Cover design for No-Jury Artists' Cubist Ball - Edgar Miller - 1923 - Edgar Miller Legacy Archive - © Alexander Vertikoff
Cover design for No-Jury Artist’s Cubist Ball
Edgar Miller
1923
Block print on board
L 36, W 28 cm
The poster Miller created for the first of the Cubist Balls by the No-Jury Society of Artists indicates that the affair was going to be a riveting party. From Lauren Drapala’s essay on the Streets of Paris and the emergent bohemian art culture of Chicago’s Interwar Era:
Miller's poster design for the 1923 Cubist Ball documents both his technical proficiency as well as his early employment of sensationalism to promote the modernist art cause. The poster centers on an abstracted scene of four jazz performers, disjointed and re-assembled together by their instruments. The diagonally aligned composition is further disrupted by jagged and spiked outlines around each figure, representing the musical reverberations emitting from their instruments. The black ink on orange paper backing reinforces a sharp contrast in the composition of the print, and the figures' stereotyped blackness is further accentuated through an over exaggeration of the eyes and massive lips, typical of blackface performers.
It’s important to note that the depictions of the jazz performers in this piece are widely understood today as a portrayal of a racist trope rooted in white supremacy and denigration of black individuals that had been pervasive throughout art in the United States, especially in graphic design, until the mid-to-late 20th century.
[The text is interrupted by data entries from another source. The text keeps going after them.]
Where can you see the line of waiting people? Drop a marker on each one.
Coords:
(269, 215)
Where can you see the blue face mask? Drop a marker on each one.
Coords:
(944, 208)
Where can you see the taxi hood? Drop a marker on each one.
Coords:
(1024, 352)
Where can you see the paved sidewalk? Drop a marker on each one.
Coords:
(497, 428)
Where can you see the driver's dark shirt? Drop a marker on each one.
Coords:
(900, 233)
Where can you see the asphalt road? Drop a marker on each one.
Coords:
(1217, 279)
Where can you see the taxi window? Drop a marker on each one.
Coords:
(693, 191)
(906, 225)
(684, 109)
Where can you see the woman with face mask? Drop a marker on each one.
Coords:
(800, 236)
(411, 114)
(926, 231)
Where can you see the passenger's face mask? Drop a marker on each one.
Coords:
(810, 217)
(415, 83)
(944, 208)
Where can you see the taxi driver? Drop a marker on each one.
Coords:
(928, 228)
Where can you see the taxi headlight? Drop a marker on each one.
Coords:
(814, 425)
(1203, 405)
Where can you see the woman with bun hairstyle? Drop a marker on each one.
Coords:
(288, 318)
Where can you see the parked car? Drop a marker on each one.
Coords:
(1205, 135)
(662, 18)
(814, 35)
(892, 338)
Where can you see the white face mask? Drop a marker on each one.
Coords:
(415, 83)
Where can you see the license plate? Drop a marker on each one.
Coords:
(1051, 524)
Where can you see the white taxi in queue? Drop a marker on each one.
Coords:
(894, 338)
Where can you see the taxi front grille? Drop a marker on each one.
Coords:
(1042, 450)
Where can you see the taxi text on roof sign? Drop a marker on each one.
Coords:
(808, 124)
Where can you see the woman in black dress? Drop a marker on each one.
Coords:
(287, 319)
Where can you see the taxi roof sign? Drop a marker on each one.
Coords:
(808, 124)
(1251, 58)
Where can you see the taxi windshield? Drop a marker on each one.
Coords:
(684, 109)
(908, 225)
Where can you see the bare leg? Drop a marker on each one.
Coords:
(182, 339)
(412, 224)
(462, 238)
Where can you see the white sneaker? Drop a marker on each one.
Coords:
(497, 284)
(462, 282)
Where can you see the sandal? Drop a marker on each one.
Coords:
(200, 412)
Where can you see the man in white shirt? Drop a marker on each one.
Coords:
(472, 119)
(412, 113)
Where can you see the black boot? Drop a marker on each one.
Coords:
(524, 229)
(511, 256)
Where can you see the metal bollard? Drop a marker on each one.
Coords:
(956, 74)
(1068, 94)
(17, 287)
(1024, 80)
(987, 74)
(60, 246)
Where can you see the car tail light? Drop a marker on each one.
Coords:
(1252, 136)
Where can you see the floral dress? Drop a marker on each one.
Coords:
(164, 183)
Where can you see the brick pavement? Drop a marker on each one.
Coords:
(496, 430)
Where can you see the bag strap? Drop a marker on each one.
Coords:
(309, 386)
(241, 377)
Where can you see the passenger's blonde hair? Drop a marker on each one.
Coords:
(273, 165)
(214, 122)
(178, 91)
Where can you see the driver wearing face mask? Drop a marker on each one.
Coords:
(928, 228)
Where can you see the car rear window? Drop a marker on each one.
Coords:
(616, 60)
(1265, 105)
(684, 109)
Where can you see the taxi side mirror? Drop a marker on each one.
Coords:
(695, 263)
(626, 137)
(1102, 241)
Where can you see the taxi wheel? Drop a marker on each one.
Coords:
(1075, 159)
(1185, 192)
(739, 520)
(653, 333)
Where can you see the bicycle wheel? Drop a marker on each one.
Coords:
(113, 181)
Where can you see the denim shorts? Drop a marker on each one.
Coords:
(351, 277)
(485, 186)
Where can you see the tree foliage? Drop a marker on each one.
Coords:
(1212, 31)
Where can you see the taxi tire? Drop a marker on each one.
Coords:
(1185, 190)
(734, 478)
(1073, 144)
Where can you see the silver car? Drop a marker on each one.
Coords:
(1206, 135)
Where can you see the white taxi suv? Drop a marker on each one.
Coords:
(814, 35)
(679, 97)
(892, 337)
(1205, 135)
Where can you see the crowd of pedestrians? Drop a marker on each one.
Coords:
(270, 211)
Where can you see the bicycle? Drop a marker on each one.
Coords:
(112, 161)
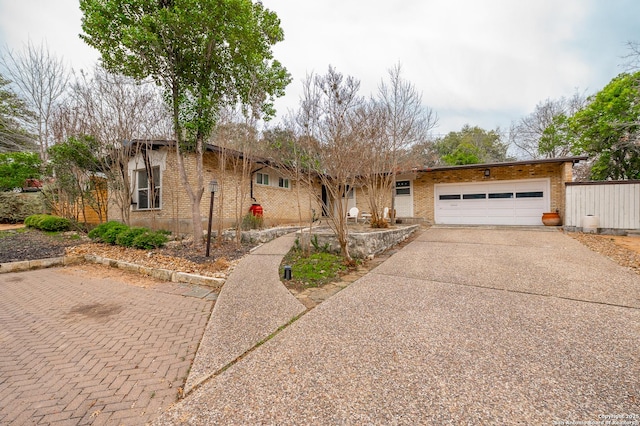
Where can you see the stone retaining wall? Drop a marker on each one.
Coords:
(363, 244)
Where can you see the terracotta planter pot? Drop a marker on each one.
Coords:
(551, 219)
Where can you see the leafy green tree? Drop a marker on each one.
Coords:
(545, 133)
(471, 145)
(608, 129)
(16, 168)
(205, 54)
(76, 168)
(13, 115)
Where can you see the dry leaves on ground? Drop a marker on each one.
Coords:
(218, 268)
(606, 245)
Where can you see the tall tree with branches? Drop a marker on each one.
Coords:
(205, 54)
(41, 80)
(542, 134)
(14, 115)
(328, 121)
(404, 122)
(114, 110)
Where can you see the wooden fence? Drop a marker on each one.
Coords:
(616, 204)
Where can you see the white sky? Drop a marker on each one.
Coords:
(477, 62)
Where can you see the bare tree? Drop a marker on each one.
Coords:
(405, 122)
(548, 116)
(41, 80)
(328, 121)
(115, 110)
(632, 59)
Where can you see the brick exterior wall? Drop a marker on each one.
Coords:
(232, 201)
(281, 205)
(423, 186)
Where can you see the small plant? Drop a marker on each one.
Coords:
(50, 223)
(249, 221)
(33, 220)
(107, 232)
(126, 238)
(319, 248)
(149, 240)
(118, 233)
(379, 223)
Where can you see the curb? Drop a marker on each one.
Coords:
(160, 274)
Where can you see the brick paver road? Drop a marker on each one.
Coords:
(76, 349)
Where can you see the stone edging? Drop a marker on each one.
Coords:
(161, 274)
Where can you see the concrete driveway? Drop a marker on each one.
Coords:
(77, 349)
(462, 326)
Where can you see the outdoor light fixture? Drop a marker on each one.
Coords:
(287, 272)
(213, 188)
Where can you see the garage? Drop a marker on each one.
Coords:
(509, 202)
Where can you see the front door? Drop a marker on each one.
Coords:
(404, 198)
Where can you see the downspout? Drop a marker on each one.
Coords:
(251, 183)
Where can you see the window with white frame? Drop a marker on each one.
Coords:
(148, 188)
(283, 183)
(262, 179)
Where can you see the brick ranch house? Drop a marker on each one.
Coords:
(509, 193)
(170, 207)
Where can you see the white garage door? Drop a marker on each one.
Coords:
(514, 202)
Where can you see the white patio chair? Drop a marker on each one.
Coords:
(353, 214)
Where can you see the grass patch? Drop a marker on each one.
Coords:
(314, 271)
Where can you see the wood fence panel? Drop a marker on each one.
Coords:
(616, 204)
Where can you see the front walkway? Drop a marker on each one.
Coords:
(253, 304)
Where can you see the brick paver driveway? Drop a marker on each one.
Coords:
(463, 326)
(76, 349)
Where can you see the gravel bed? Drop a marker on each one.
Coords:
(606, 246)
(31, 244)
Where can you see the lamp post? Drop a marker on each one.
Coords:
(213, 187)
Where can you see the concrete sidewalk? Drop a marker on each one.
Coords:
(252, 304)
(460, 327)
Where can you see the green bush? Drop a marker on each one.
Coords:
(107, 232)
(33, 221)
(46, 222)
(54, 224)
(150, 240)
(118, 233)
(126, 238)
(17, 207)
(17, 167)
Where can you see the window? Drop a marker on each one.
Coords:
(500, 195)
(403, 187)
(474, 196)
(262, 179)
(532, 194)
(283, 183)
(450, 197)
(148, 184)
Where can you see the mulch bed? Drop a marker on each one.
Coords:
(31, 244)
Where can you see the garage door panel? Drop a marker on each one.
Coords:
(496, 203)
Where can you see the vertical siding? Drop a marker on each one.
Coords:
(617, 205)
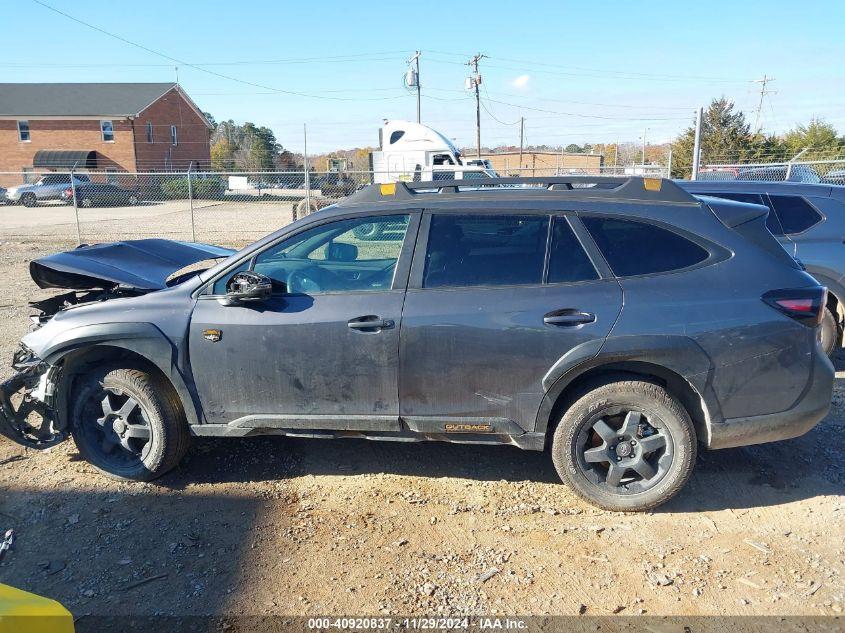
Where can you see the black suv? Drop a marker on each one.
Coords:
(809, 220)
(617, 322)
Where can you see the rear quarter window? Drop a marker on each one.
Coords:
(795, 213)
(639, 248)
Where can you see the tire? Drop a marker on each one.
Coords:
(97, 433)
(830, 332)
(642, 413)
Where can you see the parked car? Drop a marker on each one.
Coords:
(48, 187)
(495, 317)
(809, 221)
(93, 194)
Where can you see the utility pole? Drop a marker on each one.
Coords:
(412, 79)
(472, 82)
(307, 172)
(758, 118)
(696, 150)
(645, 131)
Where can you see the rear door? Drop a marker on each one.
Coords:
(494, 300)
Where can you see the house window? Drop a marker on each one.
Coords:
(107, 129)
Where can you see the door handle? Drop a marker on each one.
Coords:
(568, 317)
(370, 322)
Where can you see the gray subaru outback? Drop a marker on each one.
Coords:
(618, 323)
(809, 221)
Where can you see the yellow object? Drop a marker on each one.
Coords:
(23, 612)
(652, 184)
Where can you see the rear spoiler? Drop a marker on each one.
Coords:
(749, 220)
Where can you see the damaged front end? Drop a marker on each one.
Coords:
(28, 412)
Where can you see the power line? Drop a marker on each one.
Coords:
(182, 62)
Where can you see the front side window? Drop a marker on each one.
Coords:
(485, 250)
(795, 213)
(107, 129)
(567, 260)
(637, 248)
(356, 255)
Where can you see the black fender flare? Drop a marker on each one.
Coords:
(676, 354)
(144, 339)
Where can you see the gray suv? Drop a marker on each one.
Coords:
(809, 220)
(614, 322)
(48, 187)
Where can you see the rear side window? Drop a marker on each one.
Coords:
(567, 260)
(795, 213)
(485, 250)
(637, 248)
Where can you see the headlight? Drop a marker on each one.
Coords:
(24, 358)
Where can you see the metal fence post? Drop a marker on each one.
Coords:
(75, 206)
(191, 202)
(307, 172)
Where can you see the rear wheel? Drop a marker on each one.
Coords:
(830, 332)
(625, 445)
(128, 423)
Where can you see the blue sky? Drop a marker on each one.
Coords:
(577, 71)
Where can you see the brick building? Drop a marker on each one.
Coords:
(100, 127)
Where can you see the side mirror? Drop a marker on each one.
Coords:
(247, 286)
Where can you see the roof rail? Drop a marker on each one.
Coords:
(621, 188)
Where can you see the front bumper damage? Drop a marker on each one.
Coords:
(28, 413)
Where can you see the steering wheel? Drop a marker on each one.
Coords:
(311, 279)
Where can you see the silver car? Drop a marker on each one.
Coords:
(48, 187)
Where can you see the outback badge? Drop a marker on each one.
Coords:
(212, 335)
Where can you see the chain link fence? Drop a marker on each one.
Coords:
(830, 172)
(223, 208)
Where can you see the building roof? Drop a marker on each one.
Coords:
(81, 99)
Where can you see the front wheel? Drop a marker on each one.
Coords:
(128, 423)
(626, 445)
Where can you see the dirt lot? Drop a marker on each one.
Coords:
(278, 526)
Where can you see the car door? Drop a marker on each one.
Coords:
(323, 351)
(490, 310)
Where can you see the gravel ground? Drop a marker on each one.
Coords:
(281, 526)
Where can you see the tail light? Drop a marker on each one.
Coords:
(805, 305)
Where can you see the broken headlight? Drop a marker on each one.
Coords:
(24, 358)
It is important to take note of these problematic depictions in some of Miller’s work, though they are few. We continue to exhibit images by Edgar Miller today, as they remain an essential, though painful, reminder that such derogatory imagery has long been part of American art, graphic design, advertising, and commerce. The values that these images tacitly or consciously espoused are not shared in any way today by Edgar Miller Legacy or researchers that the organization works with.
The No-Jury Society of Artists
By 1923, Edgar Miller was already one of the most up-and-coming artists in Chicago’s burgeoning art scene. The 1920s were a time of social, political, and cultural upheaval, and for a young artist from Idaho just getting started in the big city, it was surely an exciting time to be alive and productive. Miller was involved with all kinds of groups, informal and formal, with goals of improving the art culture in Chicago, challenging what they saw as the conservatism of the old guard. While we know Miller loved the classics and embraced a pre-modern view of artisanship, he also was very much interested in the social changes that were unfolding in the new century.
One such outcrop of this independent mindedness was a group called the No-Jury Artists, with a self-explanatory mission to elevate artists through exhibitions without juries, which were seen as filled with overly revanchist contrarians who did not understand what Picasso and Matisse were doing, let alone Mondrian and Duchamp. From The Art Institute of Chicago:
The main opportunity for living artists to exhibit their work in the city, the Art Institute's annual Chicago and Vicinity show, was juried by the conservative Chicago Society of Artists. In 1921, after a particularly harsh year, however, artists Carl Hoeckner, Raymond Jonson, and Rudolph Weisenborn organized a "salon des refusés" of nearly 300 works at Rothchild's department store on State Street. The following year, they formed the Chicago No-Jury Society of Artists and began to hold independent shows at such venues as Marshall Field's department store. With an abstract emblem and events like the Cubist Balls of 1923–25, these artists clearly looked to the Armory Show as a source of inspiration.